Chop Suey was co-created with Monica Gesue and narrated by then-unknown author David Sedaris. Gesue strived to design a "colorful, warm, and bright" game that contrasted with the way "a lot of computer graphics at the time were really icky".[3] For Smarty and Zero Zero, Duncan collaborated with her partner Jeremy Blake. Smarty maintained Chop Suey's "warm, handmade, and folk-inspired" look, but was also "less messy, and more idyllic, with more carefully rendered perspective with "loose and painterly" backgrounds.[4] Blake created more than 3,000 drawings for the game.[1] Zero Zero was "a period piece, and Blake used thick, crooked lines that sometimes seemed to suggest a woodcut drawing".[4] At the time, she sought out David Sedaris—then an unknown writer after hearing him on local public radio. Duncan tracked Sedaris down and asked him to narrate the script for the game. [6]

Duncan spoke frequently of a proposed game for older girls called Apocalipstick. She described it as something that "moves like Doom", and "involves survivors of a cataclysmic destructive event who find the few films that remain, which happen to be solely swanky thirties Thin Man-style flicks...[and attempt to recreate] life based on the Stork Club and Fortuny and the weapons of glamour".[3][7]

In 2000, Duncan created The History of Glamour, a digitally animated hour-long video. Writing for Salon, Matthew Debord described the work as "a merciless satire of New York's incestuous '90s cultural moment: fashion, art, celebrity and various downtown style tribes converge and are shredded for our delectation".[8] In the same article, Duncan noted that the work is influenced by the play Love, Loss, and What I Wore by Nora and Delia Ephron. The History of Glamour was included in the 2000 Whitney Biennial.[9]

Duncan also published frequently. She wrote articles for publications like Artforum, Slate, Feed Magazine, and Bald Ego, and published her own blog called The Wit of the Staircase. At her blog, Duncan listed her interests as "film, philology, Vietnam War memorabilia, rare and discontinued perfume, book collecting, philately, card and coin tricks, futurism, Napoleon Bonaparte, the history of electricity."

Duncan's CD-ROMs are widely celebrated.
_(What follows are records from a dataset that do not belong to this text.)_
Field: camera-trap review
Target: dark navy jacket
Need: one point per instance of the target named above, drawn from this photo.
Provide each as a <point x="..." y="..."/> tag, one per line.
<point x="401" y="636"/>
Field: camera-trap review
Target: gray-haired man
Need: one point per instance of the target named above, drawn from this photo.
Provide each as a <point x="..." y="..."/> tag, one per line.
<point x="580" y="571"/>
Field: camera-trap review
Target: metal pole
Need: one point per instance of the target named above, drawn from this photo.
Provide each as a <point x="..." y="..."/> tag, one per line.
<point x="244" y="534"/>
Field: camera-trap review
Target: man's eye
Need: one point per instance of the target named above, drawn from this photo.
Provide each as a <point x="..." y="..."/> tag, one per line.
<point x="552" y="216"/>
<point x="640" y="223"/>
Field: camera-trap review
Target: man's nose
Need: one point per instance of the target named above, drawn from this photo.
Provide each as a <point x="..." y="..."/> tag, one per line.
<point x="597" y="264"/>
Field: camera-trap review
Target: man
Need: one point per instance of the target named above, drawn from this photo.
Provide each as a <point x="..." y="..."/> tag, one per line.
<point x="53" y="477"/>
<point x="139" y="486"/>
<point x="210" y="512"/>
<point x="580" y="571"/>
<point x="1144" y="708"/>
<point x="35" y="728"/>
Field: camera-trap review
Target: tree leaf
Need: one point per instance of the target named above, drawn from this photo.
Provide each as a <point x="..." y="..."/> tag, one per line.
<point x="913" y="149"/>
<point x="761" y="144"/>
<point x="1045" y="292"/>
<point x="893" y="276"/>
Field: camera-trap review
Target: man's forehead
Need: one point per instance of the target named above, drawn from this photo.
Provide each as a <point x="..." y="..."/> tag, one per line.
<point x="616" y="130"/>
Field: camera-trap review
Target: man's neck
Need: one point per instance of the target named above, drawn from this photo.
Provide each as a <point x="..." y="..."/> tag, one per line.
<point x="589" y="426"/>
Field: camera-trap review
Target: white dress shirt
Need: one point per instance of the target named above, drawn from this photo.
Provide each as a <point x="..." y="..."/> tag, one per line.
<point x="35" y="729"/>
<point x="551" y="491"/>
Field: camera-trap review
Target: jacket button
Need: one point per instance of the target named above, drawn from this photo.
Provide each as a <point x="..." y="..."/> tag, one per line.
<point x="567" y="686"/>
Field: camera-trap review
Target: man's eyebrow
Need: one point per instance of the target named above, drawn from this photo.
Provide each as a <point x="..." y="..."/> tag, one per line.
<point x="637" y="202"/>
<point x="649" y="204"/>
Chop Suey has the broadest reputation. Upon its release, Entertainment Weekly named it 1995's "CD-ROM of the Year" and it was generally praised by reviewers.[10][1] In recent years, it has been celebrated as a significant work of the CD-ROM boom. Kara Swisher wrote in 2007, "While the CD-ROM business proved to be a bridge technology and Chop Suey did not endure the onslaught of the Web, after seeing it, I have never forgotten it".[11] In 2012 in Motherboard, video games critic Jenn Frank called Chop Suey "timeless", and celebrated its bravery in representing "the criminally underrepresented: that is, the wild imagination of some girl aged 7 to 12".[12]

Because her games were designed on CD-ROMs to be played on operating systems that are "no longer possible to install on modern computers", the games were for many years inaccessible to most people.[13] In 2015, Rhizome, a nonprofit that focuses on new media art, restored Duncan's games by making the "original, unaltered" games playable in a web browser with fundraising assistance via Kickstarter.[14][15] In 2023, ScummVM announced support for Chop Suey as part of their effort to support Macromedia Director games.[16]